Because this is an iterative cleanup process, we need to account for the fact that cleanup done in worksheet #2 may have been done on a single row that resulted from the cleanup of 4 rows in worksheet #1. Recall the “North Carolina” example in CleanedUniq.

For this reason, and because we merge all the corrections, from oldest-to-newest, back into BaseJobCleaned on the original :fingerprint, we run Kiba::Extend::Transforms::Explode::RowsFromMultivalField on that :fingerprint (or equivalent) field.

So, if, in round 1, the :state field values “NC”, “N.C.”, and “N. Carolina” were all changed to “North Carolina”, we have 3 rows in Corrections output with instructions to merge “North Carolina” into the :state field in rows with matching :fingerprint values. (The 4th “North Carolina” row had no change in round 1.)

Now, in round 2, the client noticed that the row with :state = “Ohio” also has :country = “USA”, and added “USA” as country in the row for “North Carolina”.

The Corrections output is now also going to have 4 rows with instructions to merge “USA” into the :country field in rows with matching :fingerprint values.

So:


| country | state          | corrected | fingerprint |
|---------+----------------+-----------+-------------|
|         | North Carolina | state     |           2 |
|         | North Carolina | state     |           3 |
|         | North Carolina | state     |           4 |
| USA     | North Carolina | country   |           1 |
| USA     | North Carolina | country   |           2 |
| USA     | North Carolina | country   |           3 |
| USA     | North Carolina | country   |           4 |

For lookup/merge back into BaseJobCleaned, those rows are gathered into a hash, with :fingerprint as the key:

{ 2=>[
  {country: nil, state: "North Carolina", corrected: "state", fingerprint: 2},
  {country: "USA", state: "North Carolina", corrected: "country", fingerprint: 2}
 ]
}

When the BaseJobCleaned merge process hits the row with :fingerprint = 2, it carries out the corrections per row, in order.

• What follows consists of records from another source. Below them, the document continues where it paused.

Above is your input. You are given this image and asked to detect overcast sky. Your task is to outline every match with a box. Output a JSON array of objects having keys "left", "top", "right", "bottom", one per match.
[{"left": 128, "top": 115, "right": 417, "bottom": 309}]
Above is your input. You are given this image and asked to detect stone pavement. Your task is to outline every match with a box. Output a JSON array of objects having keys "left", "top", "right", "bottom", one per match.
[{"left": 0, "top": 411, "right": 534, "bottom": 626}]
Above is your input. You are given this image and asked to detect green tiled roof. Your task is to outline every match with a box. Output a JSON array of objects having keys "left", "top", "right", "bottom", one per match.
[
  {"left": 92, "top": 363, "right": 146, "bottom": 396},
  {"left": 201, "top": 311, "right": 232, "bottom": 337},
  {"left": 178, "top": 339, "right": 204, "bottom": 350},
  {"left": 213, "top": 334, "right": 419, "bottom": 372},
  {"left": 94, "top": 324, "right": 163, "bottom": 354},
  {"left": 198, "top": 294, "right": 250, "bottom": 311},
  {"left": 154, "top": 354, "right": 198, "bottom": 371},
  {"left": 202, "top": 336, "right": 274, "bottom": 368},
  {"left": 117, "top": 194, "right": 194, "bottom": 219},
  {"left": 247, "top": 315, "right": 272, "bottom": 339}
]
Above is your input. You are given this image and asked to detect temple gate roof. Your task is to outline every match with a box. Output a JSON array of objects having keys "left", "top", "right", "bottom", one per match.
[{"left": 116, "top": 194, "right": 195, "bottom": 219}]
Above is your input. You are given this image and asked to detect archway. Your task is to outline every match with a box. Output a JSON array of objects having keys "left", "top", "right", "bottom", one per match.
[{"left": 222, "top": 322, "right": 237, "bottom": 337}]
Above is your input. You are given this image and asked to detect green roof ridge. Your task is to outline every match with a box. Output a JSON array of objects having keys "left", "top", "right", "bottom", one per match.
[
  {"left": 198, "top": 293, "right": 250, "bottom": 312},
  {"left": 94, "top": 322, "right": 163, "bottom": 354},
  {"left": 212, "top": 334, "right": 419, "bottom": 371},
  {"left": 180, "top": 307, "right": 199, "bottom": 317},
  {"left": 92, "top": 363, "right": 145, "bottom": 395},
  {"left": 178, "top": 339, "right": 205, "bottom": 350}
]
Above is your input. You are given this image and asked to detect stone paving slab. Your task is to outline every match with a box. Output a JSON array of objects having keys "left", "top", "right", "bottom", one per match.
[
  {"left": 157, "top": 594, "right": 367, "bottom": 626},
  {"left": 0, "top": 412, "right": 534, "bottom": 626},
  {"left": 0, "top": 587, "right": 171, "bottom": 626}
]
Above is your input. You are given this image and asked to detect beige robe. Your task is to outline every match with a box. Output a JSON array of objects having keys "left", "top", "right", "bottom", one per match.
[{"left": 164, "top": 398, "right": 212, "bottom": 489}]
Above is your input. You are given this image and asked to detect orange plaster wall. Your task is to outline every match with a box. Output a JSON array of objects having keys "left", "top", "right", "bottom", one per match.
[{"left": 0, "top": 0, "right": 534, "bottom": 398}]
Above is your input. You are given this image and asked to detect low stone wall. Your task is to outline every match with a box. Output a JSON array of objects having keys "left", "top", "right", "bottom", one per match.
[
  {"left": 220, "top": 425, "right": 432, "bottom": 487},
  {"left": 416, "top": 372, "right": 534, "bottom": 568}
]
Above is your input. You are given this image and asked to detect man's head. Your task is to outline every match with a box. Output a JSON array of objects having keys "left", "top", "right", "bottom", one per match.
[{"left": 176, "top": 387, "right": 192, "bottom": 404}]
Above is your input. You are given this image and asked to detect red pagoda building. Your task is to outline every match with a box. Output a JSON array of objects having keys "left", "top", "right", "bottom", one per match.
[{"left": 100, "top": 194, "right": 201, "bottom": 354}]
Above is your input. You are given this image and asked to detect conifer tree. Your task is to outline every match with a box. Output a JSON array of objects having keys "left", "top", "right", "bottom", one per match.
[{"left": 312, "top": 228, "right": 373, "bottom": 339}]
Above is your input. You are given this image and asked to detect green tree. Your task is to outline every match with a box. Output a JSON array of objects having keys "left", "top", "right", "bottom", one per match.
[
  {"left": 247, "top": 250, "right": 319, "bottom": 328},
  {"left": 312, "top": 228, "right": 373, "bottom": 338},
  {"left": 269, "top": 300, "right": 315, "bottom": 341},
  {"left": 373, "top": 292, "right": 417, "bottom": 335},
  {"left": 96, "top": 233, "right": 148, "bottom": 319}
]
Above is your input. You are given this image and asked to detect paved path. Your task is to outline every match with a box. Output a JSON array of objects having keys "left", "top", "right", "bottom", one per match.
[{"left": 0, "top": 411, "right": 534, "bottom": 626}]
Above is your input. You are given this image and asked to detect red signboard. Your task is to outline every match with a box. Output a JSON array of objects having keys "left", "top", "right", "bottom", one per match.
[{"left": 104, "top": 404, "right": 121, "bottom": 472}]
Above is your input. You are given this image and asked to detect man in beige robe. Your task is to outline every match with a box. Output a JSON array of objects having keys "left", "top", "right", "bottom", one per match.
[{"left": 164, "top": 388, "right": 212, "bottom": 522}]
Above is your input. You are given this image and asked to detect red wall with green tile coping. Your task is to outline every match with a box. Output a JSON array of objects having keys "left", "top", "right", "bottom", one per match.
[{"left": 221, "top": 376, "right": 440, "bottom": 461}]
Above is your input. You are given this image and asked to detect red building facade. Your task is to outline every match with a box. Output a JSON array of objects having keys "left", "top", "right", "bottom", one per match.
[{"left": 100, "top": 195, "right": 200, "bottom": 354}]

  • row[:state] = "North Carolina"
  • row[:country] = "USA"

Why does it do this so inefficiently? Why not just take the last cleanup row for each fingerprint and replace the field values?

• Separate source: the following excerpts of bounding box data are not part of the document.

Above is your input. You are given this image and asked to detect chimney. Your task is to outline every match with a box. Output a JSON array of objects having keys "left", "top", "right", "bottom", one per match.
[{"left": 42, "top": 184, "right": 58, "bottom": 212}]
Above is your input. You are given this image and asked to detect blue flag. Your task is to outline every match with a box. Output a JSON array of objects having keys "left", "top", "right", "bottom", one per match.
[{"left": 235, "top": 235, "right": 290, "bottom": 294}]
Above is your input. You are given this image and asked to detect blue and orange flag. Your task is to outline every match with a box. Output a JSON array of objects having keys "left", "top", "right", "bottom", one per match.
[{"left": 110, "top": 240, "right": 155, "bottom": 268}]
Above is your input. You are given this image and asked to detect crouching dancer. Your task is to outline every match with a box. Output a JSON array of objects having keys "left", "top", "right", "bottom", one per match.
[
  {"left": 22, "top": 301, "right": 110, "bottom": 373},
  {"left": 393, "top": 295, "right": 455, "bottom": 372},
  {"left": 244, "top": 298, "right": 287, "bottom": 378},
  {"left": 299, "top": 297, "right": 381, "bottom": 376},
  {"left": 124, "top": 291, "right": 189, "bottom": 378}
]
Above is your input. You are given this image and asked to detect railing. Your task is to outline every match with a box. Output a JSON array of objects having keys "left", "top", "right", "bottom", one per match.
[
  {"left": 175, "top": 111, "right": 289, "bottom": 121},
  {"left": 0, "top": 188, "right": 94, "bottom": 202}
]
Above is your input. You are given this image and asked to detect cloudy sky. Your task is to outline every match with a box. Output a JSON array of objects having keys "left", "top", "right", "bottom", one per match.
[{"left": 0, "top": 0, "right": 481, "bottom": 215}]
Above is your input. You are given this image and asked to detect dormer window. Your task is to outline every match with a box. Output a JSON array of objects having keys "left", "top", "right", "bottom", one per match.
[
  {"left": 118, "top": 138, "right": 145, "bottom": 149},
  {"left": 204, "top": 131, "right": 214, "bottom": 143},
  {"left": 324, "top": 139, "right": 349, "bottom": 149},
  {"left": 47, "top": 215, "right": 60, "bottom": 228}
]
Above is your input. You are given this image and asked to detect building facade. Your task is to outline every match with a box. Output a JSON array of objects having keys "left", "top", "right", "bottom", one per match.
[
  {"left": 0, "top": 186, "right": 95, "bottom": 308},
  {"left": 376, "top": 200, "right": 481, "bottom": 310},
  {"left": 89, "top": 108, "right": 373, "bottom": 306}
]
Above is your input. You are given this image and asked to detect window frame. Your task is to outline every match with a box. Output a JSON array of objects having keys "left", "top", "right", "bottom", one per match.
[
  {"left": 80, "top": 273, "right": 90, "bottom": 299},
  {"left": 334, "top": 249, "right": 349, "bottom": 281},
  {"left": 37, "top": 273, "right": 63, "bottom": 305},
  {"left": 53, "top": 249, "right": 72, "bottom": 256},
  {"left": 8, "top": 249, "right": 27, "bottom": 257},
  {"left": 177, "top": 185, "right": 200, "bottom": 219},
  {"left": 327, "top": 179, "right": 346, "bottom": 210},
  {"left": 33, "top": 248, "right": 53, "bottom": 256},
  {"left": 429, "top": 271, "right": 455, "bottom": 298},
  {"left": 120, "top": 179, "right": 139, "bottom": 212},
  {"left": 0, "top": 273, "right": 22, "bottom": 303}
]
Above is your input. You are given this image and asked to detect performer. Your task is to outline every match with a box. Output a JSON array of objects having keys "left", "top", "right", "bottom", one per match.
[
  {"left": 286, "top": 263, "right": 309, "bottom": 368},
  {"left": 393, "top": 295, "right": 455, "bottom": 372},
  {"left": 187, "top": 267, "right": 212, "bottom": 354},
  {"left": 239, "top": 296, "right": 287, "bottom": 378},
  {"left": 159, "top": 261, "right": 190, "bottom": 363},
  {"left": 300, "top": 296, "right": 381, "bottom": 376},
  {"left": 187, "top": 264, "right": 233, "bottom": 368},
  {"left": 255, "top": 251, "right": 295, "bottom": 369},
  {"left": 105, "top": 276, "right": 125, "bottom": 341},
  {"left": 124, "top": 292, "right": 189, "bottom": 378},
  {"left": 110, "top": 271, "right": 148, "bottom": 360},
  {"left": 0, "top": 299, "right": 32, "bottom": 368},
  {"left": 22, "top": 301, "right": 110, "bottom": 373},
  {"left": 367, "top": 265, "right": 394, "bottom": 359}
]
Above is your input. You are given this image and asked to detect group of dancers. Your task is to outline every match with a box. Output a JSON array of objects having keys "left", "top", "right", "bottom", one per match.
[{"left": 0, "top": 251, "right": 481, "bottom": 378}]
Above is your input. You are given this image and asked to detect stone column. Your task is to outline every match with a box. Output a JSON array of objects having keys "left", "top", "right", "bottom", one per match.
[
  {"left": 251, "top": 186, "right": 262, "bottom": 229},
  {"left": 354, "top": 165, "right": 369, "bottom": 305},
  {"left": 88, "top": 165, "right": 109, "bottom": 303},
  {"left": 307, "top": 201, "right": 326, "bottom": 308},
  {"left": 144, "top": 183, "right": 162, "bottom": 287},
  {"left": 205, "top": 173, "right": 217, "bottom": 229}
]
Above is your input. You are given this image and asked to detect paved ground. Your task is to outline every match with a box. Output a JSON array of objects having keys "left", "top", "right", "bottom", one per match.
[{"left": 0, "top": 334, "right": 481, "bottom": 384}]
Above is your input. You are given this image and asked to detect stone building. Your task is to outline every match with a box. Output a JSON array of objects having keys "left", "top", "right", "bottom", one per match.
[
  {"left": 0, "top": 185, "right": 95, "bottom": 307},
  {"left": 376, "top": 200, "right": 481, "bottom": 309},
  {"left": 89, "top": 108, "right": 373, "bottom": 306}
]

I can’t tell you the details why but at some point I tried something like that and ended up with a mess. That was before I had worked out some of the stuff with having two separate fingerprints, and there were other complications with that one. But I worked out this process and it works, generally, across the board, so I’m leaving it for now.

Final :cleanup_base_name__final

Unless you define custom transforms for this one, it just returns BaseJobCleaned with :fingerprint (or your custom field defined in an override final_lookup_on_field method).

Use this as a lookup to get your cleaned data back into other places in the migration.